Some people are more than mentors. They become part of your family, part of your foundation, part of who you are before you even realize it.
Phil Sinnwell was that person for me.
From the time I was six years old, Phil was in my life. He came to my house for dinner. He sat at our table. He knew my family. He watched me grow up. He didn’t just teach me how to referee — he helped shape the kind of person I would become.
As a kid, you don’t understand what that means. You just know there’s an adult who shows up. Who cares. Who takes the time. Who believes in you before you’ve really proven anything.
As I got older, Phil became my guide in soccer and officiating. He taught me how to see the game, how to manage people, how to stay calm when everyone else is emotional. With his mentorship, I worked my way up until I became one of the top-ranked referees in the state.
That didn’t happen because I was special. It happened because Phil invested in me. Because he pushed me. Because he expected me to be better.

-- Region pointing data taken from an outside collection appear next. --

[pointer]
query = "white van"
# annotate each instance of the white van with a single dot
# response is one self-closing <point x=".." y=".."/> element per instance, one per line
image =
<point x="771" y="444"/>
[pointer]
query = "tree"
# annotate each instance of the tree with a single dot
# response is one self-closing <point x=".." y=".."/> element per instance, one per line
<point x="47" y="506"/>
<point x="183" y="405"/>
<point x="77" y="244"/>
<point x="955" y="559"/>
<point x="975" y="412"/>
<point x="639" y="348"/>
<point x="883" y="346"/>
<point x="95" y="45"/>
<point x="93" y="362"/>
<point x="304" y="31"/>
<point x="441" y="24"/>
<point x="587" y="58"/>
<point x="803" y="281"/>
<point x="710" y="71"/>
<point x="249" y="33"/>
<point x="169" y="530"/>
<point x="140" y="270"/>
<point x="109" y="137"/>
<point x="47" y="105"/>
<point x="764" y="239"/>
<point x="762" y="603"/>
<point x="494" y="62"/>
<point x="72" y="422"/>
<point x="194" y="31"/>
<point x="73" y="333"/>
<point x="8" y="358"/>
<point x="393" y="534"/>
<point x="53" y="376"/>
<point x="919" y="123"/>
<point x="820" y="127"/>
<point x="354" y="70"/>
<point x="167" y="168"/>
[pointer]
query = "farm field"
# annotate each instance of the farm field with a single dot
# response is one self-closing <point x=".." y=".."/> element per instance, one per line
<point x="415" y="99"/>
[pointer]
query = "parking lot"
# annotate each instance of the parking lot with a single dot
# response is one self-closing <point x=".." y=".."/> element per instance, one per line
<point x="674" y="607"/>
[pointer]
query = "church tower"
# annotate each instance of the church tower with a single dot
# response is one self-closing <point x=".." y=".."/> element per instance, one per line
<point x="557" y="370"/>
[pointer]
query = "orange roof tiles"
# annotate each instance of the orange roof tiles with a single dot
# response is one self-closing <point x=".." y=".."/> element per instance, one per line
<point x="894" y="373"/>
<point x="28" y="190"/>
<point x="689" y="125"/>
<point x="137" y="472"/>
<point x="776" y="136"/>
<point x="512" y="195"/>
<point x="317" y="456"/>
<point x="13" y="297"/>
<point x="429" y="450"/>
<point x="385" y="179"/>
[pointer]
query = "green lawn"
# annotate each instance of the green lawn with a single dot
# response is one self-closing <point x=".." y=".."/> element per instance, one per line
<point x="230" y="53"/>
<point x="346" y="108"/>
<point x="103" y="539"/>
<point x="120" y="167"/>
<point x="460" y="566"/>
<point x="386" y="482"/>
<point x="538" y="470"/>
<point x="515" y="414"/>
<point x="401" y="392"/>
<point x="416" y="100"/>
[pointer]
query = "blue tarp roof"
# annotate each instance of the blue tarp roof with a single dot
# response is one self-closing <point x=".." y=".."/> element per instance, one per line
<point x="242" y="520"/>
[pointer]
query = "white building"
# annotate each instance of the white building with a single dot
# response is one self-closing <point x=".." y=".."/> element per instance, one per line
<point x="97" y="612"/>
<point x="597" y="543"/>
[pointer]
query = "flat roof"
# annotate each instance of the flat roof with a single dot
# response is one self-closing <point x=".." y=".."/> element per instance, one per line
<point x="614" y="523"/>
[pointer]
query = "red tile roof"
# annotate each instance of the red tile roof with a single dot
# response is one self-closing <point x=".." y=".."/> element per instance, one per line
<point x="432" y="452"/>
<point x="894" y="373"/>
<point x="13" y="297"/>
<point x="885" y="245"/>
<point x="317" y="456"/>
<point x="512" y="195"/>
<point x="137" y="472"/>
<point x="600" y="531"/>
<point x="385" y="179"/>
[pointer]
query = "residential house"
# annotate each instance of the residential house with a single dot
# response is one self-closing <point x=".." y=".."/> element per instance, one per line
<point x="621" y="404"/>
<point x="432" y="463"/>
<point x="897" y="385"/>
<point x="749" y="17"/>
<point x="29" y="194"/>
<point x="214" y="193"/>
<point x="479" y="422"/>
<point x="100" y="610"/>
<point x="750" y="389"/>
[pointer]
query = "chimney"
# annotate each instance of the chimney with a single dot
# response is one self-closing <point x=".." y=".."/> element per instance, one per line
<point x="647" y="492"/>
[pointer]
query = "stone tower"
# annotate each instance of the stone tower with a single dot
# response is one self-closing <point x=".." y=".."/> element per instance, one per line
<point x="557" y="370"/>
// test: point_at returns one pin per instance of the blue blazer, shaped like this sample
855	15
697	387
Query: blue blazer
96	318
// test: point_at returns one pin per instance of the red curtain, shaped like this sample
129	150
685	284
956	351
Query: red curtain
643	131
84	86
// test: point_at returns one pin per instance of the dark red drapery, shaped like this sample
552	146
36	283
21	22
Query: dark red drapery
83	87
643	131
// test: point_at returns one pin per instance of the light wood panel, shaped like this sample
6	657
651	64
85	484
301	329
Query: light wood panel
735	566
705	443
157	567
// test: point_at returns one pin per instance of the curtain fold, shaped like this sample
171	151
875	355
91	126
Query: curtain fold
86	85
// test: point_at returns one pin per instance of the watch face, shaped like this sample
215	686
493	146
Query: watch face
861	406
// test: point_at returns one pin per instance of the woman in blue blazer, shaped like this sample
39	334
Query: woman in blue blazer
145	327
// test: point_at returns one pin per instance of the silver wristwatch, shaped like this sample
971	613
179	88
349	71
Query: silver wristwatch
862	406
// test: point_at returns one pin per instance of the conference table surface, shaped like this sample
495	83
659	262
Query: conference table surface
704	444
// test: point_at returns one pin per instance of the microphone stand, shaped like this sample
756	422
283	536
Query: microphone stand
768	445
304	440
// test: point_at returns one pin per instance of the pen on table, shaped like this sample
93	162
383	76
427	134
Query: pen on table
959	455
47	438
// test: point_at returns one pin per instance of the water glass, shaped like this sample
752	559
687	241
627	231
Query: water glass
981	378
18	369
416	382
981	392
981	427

One of the proudest moments of my career was my first semi-professional match as the center referee. Phil was there in the stands watching. I still picture that. My mentor, watching me step into a role he helped prepare me for. That moment wasn’t just mine. It was his too.
But Phil’s influence went far beyond soccer.
Phil owned his own business as an electrician. He believed in working with your hands, doing things right, and standing behind your work. At one point, we even built a garage together. Side by side. Measuring. Cutting. Solving problems. Sweating. Laughing. Finishing something real.
That wasn’t just a project. That was life training. It was showing a kid what it means to build something, to take responsibility, to see a job through to the end.
Looking back now, I realize how rare that is.
Not everyone gets an adult who chooses to show up like that. Not everyone gets someone who treats a kid’s future like it matters.
Phil did.
When he passed, it felt like losing a piece of my childhood, a piece of my foundation. His voice is still in my head — reminding me to be prepared, to be fair, to take pride in what I do, to handle pressure with confidence.
Every time I step up in a hard moment, part of that strength is his.
Every time I finish something I start, part of that discipline is his.
Every time I hold myself to a higher standard, that’s Phil.
People like Phil Sinnwell don’t make the news. But they quietly shape lives. They leave fingerprints on futures they’ll never fully see.
I was lucky. I was loved by a mentor who didn’t have to care — but chose to.
And that kind of love never really leaves you.